PRIMERO: MODIFICAR el numeral segundo de la sentencia [ ] en el sentido de indicar que la mesada pensional para el año 2014, asciende a $10.003.492,42; 2015 a $10.369.620,24 y 2016 a $11.071.643,53.
SEGUNDO: MODIFICAR el numeral tercero de la sentencia en mención, en el sentido de indicar que el retroactivo pensional por concepto de diferencias causadas entre el 1° de enero de 2014 y el 31 de enero de 2016, asciende a la suma de $12.433.382,61.
TERCERO: CONFIRMAR en todos los demás aspectos de la sentencia.
CUARTO: Sin costas. Dijo, que se encontraban por fuera de discusión: i) que ANGELINA ACEVEDO VERGARA, nació el 23 de octubre de 1958 (f.° 11, cuaderno del Juzgado); ii) que mediante Resolución n.° GNR 352470 de 2014, la demandada le concedió pensión de vejez en cuantía mensual de $8.698.008, a partir del 1° de enero de 2014, con fundamento en el Acuerdo 049 de 1990, aprobado por el Decreto 758 de igual anualidad y, iii) que a través de Acto VPB 24360 de 2015, COLPENSIONES, aumentó la prestación a $9.552.723 (f.° 7 a 10, ibídem ).
Agregó, iv) que la accionante reclamó en el gestor, que en la liquidación del IBL se incluyeran los ciclos de cotización de los meses de marzo a agosto de 2010; enero a julio de 2011 y, julio y octubre de 2012; v) que a f.° 115 a 120, ib, aparecía el reporte de semanas cotizadas a favor de la demandante, actualizado a octubre de 2015, que daba cuenta de «1316.88 semanas cotizadas», incluyendo los ciclos reclamados en la demanda, salvo los de abril a julio y octubre de 2011 y, febrero, marzo y mayo de 2012, equivalentes a 34.28 semanas; vi) que esas últimas cotizaciones fueron trasladadas de PORVENIR S. A. a COLPENSIONES, con referencia de «giros de no vinculados», como se seguía de los documentos de folios 45 - 53, 59 - 61, 66 – 72 y 75 – 78, ib., que no habían sido tachados de falsos.

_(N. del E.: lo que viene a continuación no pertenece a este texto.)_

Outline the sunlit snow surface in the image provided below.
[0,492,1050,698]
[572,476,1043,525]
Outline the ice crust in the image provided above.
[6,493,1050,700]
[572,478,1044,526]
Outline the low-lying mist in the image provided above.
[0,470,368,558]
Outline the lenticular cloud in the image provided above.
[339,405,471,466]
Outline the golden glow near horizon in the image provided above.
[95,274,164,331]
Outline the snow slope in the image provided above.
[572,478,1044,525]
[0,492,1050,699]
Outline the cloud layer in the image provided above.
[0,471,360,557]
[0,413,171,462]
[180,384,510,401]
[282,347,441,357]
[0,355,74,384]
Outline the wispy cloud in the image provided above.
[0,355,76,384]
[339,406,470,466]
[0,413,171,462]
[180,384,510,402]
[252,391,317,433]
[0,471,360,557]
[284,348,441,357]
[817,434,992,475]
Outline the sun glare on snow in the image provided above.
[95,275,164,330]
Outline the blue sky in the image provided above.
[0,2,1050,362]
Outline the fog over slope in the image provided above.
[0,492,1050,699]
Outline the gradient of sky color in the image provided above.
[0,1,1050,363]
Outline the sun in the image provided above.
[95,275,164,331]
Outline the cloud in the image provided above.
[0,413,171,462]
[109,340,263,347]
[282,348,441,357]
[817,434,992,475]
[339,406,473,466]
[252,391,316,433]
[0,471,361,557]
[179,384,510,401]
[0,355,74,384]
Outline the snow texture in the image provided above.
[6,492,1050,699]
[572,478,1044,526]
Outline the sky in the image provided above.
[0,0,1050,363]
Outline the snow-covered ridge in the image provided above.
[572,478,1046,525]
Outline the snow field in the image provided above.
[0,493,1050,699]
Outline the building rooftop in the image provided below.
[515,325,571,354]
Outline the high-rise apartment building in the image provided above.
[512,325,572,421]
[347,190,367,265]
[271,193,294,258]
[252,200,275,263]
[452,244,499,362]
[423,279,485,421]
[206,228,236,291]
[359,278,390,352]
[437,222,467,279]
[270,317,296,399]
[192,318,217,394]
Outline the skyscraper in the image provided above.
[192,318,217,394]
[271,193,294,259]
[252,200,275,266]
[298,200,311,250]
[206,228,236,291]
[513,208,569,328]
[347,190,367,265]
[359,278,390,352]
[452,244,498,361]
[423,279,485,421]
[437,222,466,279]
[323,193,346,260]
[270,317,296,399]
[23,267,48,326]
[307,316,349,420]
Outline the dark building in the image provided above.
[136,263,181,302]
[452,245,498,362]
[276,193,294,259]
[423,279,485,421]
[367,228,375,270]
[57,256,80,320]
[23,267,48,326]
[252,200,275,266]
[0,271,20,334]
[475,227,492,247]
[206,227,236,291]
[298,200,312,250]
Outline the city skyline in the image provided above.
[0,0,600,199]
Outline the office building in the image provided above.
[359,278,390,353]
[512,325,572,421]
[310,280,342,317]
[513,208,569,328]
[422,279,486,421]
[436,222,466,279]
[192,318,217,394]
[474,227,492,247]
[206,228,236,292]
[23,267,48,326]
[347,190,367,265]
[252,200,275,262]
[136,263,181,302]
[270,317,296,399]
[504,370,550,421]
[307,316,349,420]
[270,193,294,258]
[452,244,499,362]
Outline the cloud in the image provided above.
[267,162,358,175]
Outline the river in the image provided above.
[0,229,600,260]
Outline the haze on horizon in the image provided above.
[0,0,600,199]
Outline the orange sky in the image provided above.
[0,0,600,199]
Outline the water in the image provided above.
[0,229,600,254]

Consideró, que como quiera que la señora Acevedo era beneficiaria del régimen de transición y tenía más de 1250 semanas cotizadas, al tenor del inciso 3° del artículo 36 de la Ley 100 de 1993, podía hallarse el IBL, según le fuera más favorable, con el promedio de las cotizaciones de los últimos diez años o el de toda la vida. Concluyó que, Al efectuarse la operaciones matemáticas de rigor, se obtiene un ingreso base de liquidación de $11.114.991.58, liquidado con el promedio de lo devengado en los últimos 10 años, al cual al aplicarle un tasa de reemplazo del 90 %, toda vez que la actora tiene cotizado en toda la vida laboral 1.348.86 semanas de conformidad con el art. 20 del Decreto 758 de 1990, se obtiene una mesada inicial de $10.003.492.42 pesos, y al liquidar el IBL con el promedio de los salarios devengados durante toda la vida se obtiene un IBL de $5.053.492.23, al cual al aplicarle la tasa de reemplazo del 90 % arroja como mesada inicial la suma de $4.548.143.10, siendo más favorable el promedio de los últimos 10 años. la diferencia entre el valor de la pensión reconocida por Colpensiones ($9.552.723) y el valor que debió reconocer como primera mesada pensional ($10.003.494.42) es de $450.769.42, diferencia que calculada al 31 de enero del año en curso sobre la base de 13 mesadas anuales de conformidad con el art. 1° Parágrafo Sexto Transitorio del Acto Legislativo 01 de 2005, asciende a $12.433.382.61 y no como lo determinó el a quo, en la suma de $33.177.618., por lo que se modificará en tal sentido; la misma suerte corren las mesadas pensionales para los años 2014 a 2016, las cuales ascienden a $10.003.492,42; $10.369.620,24 y $11.071.653 [ ].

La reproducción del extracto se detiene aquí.